見事に引っかかる極悪人、果たしてかの存在の運命やいかに。
めちゃくちゃ悪事を見逃してるから未だに未解決事件が無くならないんですがそれは(困惑)
あ、そっかぁ。犯人を人知れず始末してるから警察にも知られずに報いを受けてるんですね(自問自答)
では、今日は無線機の出番の日!
はたして両足欠損で同じルートに行けるか怪しいですが行ける所まで生きます。
今は父と部屋で話してますね。
お、移動手段の話になると父が下の階、恐らく小屋から車椅子を持ってきました。
あなたなかなかやりますねぇ!(AZLN)
しかし、父との約束で外出が禁じられてしまいました。仕方ないね(レ)
今後、外での用事は全て父に頼らなければならなくなりました。
では、早速ゾンビ狩りに出てもらいましょう。
事前に用意したチャートでは早々と退場させてしまおうというものでしたが、残ってもらうなら使い勝手を良くしないと思わぬガバが発生する可能性があります。
その間に私の手元にあるメモ、今後の学校組への指示書に従い学校組へとコンタクトを取る準備に入ります。
まずは護衛対象のいる私立高校の周波数を調べましょう。
とはいっても4つのパターンからランダムなので、4つ全て総当たりします。
<僅かな時間流れる苦行のテーマ>
この時点でゲ内時間は12時15分。

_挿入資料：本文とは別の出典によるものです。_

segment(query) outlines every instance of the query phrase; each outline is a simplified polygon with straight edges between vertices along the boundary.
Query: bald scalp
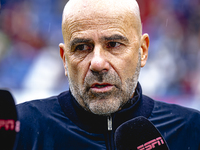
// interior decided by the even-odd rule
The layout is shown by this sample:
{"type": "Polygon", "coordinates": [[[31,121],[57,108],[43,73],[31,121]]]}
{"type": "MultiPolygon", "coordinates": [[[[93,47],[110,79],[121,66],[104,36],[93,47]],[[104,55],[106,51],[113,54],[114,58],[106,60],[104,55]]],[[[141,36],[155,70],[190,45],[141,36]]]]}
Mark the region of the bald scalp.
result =
{"type": "Polygon", "coordinates": [[[134,27],[137,29],[138,34],[142,35],[140,10],[136,0],[69,0],[64,7],[62,16],[63,37],[66,34],[66,24],[68,22],[80,18],[86,19],[98,13],[102,18],[109,14],[114,14],[117,18],[119,14],[127,16],[128,13],[131,13],[131,17],[134,19],[134,27]]]}

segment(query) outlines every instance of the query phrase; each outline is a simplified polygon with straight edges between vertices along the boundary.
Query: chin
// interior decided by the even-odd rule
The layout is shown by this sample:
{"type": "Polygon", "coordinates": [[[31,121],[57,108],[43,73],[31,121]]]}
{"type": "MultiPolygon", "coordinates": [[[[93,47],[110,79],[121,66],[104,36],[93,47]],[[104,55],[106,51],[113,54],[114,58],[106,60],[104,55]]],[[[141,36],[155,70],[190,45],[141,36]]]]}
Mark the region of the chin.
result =
{"type": "Polygon", "coordinates": [[[119,110],[121,106],[121,101],[119,99],[115,100],[95,100],[90,102],[89,110],[98,115],[110,115],[119,110]]]}

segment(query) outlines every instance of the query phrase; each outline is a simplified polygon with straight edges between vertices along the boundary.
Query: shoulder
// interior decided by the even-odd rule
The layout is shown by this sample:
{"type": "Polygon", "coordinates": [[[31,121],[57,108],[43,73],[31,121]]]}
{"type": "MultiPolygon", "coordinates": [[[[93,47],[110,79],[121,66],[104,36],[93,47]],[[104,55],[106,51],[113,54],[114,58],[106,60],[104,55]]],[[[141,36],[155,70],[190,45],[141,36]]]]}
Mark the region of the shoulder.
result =
{"type": "MultiPolygon", "coordinates": [[[[151,117],[153,116],[180,117],[189,121],[195,118],[199,118],[200,111],[176,104],[155,101],[151,117]]],[[[198,122],[200,123],[200,119],[198,119],[198,122]]]]}
{"type": "Polygon", "coordinates": [[[28,115],[30,113],[33,115],[35,112],[47,111],[47,109],[50,109],[56,103],[57,96],[54,96],[46,99],[27,101],[18,104],[16,107],[19,115],[28,115]]]}
{"type": "Polygon", "coordinates": [[[171,149],[197,149],[200,144],[198,110],[155,101],[149,120],[158,128],[171,149]]]}

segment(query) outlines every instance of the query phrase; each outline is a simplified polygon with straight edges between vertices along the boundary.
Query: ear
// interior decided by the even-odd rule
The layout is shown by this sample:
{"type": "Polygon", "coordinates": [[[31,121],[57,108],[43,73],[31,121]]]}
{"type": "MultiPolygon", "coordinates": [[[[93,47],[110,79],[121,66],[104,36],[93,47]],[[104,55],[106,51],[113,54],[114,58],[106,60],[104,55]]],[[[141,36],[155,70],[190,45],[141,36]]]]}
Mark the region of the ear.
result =
{"type": "Polygon", "coordinates": [[[148,49],[149,49],[149,35],[148,34],[143,34],[141,37],[141,67],[144,67],[147,58],[148,58],[148,49]]]}
{"type": "Polygon", "coordinates": [[[65,58],[65,45],[63,43],[60,43],[59,47],[60,47],[60,57],[61,57],[63,64],[64,64],[65,75],[67,76],[67,63],[66,63],[66,58],[65,58]]]}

昼休みの放送が流れているはずですので、それぞれハッキングして組織内で完結するはずの放送を聞きます。
なお、ハズレの3局ではこれまた確率によって流れるものが変わってきます。
当たりだとムービーが入り、以降学校での放送が入ってきます。
これによりタチの家から離れた位置にある学校でのパンデミック発生タイミングが掴めるようになります。
ハズレのうち1つはこれまたムービーが入り、不気味な通信を聞いて主人公の精神安定度が下がってしまいます。

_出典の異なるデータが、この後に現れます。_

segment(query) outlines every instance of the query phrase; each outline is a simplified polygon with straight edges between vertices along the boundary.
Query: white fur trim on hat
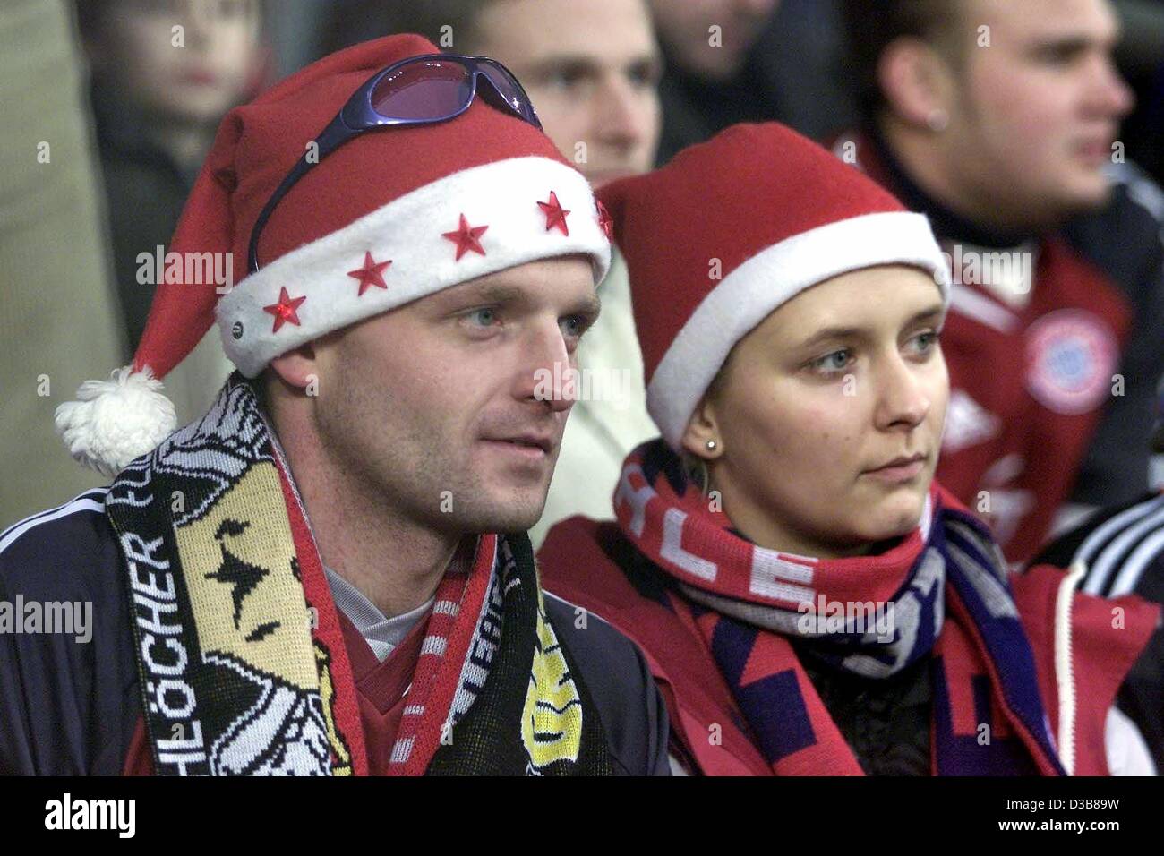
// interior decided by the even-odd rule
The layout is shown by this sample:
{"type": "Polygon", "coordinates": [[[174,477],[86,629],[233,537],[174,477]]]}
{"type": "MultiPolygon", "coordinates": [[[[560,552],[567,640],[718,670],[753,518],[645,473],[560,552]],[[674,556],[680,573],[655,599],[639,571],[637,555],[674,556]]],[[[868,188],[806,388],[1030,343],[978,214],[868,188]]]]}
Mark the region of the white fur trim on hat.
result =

しかも思考に耽ることが多くなり、行動時間に制約が発生します。
だから、セーブする必要があったんですね。
ん?一回もセーブしてない気がしますね...まぁ気のせいでしょう。
では、いきます。
最初に選んだ周波数は【173.45】...ムービーなしのハズレでした。
では次に【51.00】...ファッ!?これはハズレの中で最もハズレのムービー付きじゃねーか!

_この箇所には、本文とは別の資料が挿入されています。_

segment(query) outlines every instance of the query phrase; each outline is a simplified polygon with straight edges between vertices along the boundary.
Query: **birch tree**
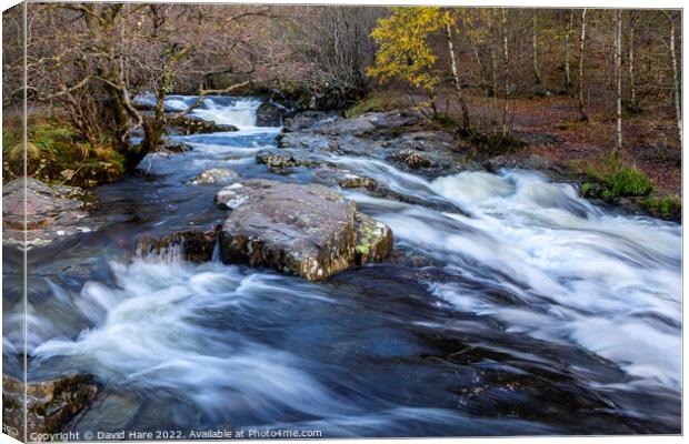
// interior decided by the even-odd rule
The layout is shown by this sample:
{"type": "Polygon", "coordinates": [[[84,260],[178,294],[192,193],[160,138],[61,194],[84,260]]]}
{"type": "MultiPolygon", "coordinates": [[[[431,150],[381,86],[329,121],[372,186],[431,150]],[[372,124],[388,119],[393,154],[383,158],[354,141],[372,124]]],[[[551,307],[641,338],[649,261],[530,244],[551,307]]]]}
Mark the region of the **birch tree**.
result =
{"type": "Polygon", "coordinates": [[[617,143],[616,152],[622,150],[622,10],[615,11],[615,79],[617,87],[617,143]]]}
{"type": "Polygon", "coordinates": [[[586,59],[586,12],[587,9],[581,10],[581,33],[579,36],[579,121],[589,120],[583,108],[583,61],[586,59]]]}
{"type": "Polygon", "coordinates": [[[455,19],[449,13],[446,12],[443,14],[445,20],[445,29],[446,37],[448,39],[448,51],[450,53],[450,65],[452,70],[452,80],[455,83],[455,89],[457,91],[457,100],[459,101],[459,105],[461,107],[462,113],[462,128],[465,130],[469,130],[470,121],[469,121],[469,107],[467,107],[467,100],[465,99],[465,94],[461,89],[461,81],[459,80],[459,74],[457,72],[457,57],[455,56],[455,46],[452,43],[452,27],[455,26],[455,19]]]}
{"type": "Polygon", "coordinates": [[[679,84],[679,67],[677,63],[677,49],[676,49],[676,26],[675,18],[669,12],[663,11],[665,17],[670,23],[670,61],[672,63],[672,99],[675,102],[675,120],[677,123],[677,135],[679,137],[679,145],[682,144],[682,105],[681,105],[681,92],[679,84]]]}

スキップだスキップ!とりあえずは次、【163.90】...ハズレっした。
最後に【181.23】…当たりました。ようやく。
[脳内]
<走る手:どうだ、娘の様子は?>
<見る目:え、ええ。順調ですとも。>
<考える頭:それにしてはえらく考え込んでいるようだが?>
瞬間、走者は絶望した!
最悪のケース、不運に続々と連なる不運。
走者にはもう走り続ける力など残ってはいなかった。
走者はトイレへ駆け込んだ!やんぬるかな...
というわけで5分ほど落ち着こうとしてました。
いやーここまで来たの初めてなものでして、これからリセットすると思うとひじょーに胃が痛んだのです。
ではさようならタチ...うつむいて何してるんだい。
(こんなムービーが入るなんて)聞いていません。
カメラがタチの足元を映すと、なんと無くなったはずの足先がムクムクと伸びています。
タチ曰く、「インフルの後遺症だろうか」らしいです。お、そうだな(思考停止)
そうして瞬く間に足が元通りになってしまいました。
そういえば、他のゾンビゲーではウイルスが定着すると身体機能が飛躍的に向上するとかありますねぇ!
一応、このゲームでも「定着」という要素はありますが、それには抗体を打ってから3ヶ月という長い時間が必要でRTAとは無縁のはずです。
おっと、タチが思考タイムに入りました。なにか有益な情報が得られればいいのですが。
「3カ月ほど前に予防注射をした。そして直後に副作用で熱が出た。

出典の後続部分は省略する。